Walk - Foreland Point Adventurous Walk
Walk information provided with help from Natural England. Map reproduced by permission of Ordnance Survey on behalf of HMSO. © Crown copyright and database right 2020. Ordnance Survey Licence number 100022021.
- From the car park, take the path running northwards around the side of the hill. When it bears left around the wall and heads gently downhill towards the sea, stay with it, ignoring the paths off to the right, until you come to the footpath leading away to the church on your left (but don't turn left).
- Turn right onto the Coast Path here and follow it for about half a mile, until you come to a fork.
- The Coast Path continues along the right-hand fork, travelling downhill to Coddow Combe, and this is the route you should use if the weather is poor or you have no head for heights. If the weather is good, however, and you are confident of your abilities, take the tiny goat-track around Foreland Point for an inspirational walk.

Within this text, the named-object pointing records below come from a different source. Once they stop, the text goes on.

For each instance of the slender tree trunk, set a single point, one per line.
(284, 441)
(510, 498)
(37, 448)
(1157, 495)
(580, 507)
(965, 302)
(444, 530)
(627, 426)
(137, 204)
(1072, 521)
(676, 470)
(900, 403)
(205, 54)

Above you the hillside climbs steeply to the sky, while to your left it plunges abruptly to the sea. Patches of scree traverse your path (take particular care here), and goats and sheep leap nimbly away as you appear. You are only yards from civilisation, but for the half hour or so it takes you to round the point, you could be on another continent, on a breathtaking wilderness adventure.
Lynmouth Foreland Lighthouse was established in 1900 by Trinity House to further aid navigation in the Bristol Channel. The station was electrified in 1975. The round white tower is 15 metres in height and 67 metres above the sea at high water. 4 white flashes occur every 15 seconds and they can be seen for 18 nautical miles. It is set on the extremity of the Foreland Point headland.
- Once around the point, take the lighthouse lane up through Coddow Combe and rejoin the Coast Path at the T-junction at the top, ignoring the small path to the right en route.
Here the wilderness illusion continues, despite the tarmac and sheds along the way. The three hills around you are like miniature mountains, each with a different character: one is scree-clad, another bare heathland, the third covered in scrubby thorn and gorse. It is a long haul up the hill, but it's a place you must not miss if you are looking to blow some cobwebs away.
- Turn left onto the Coast Path and follow it for about a mile, through three combes (see the Culbone Wood walk), to a footpath which climbs steeply uphill to the right.
- Follow this path uphill for about 200 yards, till it veers abruptly to the right.
- Turn sharply right here and carry on uphill, picking up the track at Desolate and carrying on up to the gate at the top.
Among the many plant species found nowhere else but on Exmoor are at least two species of whitebeam tree: Sorbus subcuneata and Sorbus 'Taxon D'. The latter is named after Desolate, this being the area where it is found.
Whitebeam is a deciduous tree which grows slowly and only ever reaches medium height. It gets its name from the brilliant white undersides of its leaves, as noted by the Victorian poet George Meredith: 'flashing as in gusts the sudden-lighted whitebeam'. It is related to rowan, the mountain ash, and its berries attract both birds and moths.
In the area beyond Desolate, though not visible from the path, are earthworks and cropmarks, remnants of what was thought to be a mediaeval farmstead and possibly an associated hamlet too, known locally as Old House Close. The Domesday Book shows the population of Countisbury to have been larger than it is today, and the farming on the hill more extensive as a result.
- Turn right and follow the footpath through fields to Kipscombe Farm, keeping the field boundaries on your right.
Kipscombe Farm dates back to the seventeenth century, and there are a number of interesting historical features around the farm, including water meadows, where winter floodwater was collected to irrigate the fields for spring planting.
- The path travels to the left of the farm buildings at Kipscombe and crosses the drive, to continue northwestwards for about 300 yards, with the field boundaries still on your right.
- Unless you want to detour to the trig point at the top of the hill, stay with your path around Barna Barrow, ignoring the two tracks leading downhill to your right.
- After another 300 yards or so, take the next track to the left, and follow it back to the start of the walk in the car park.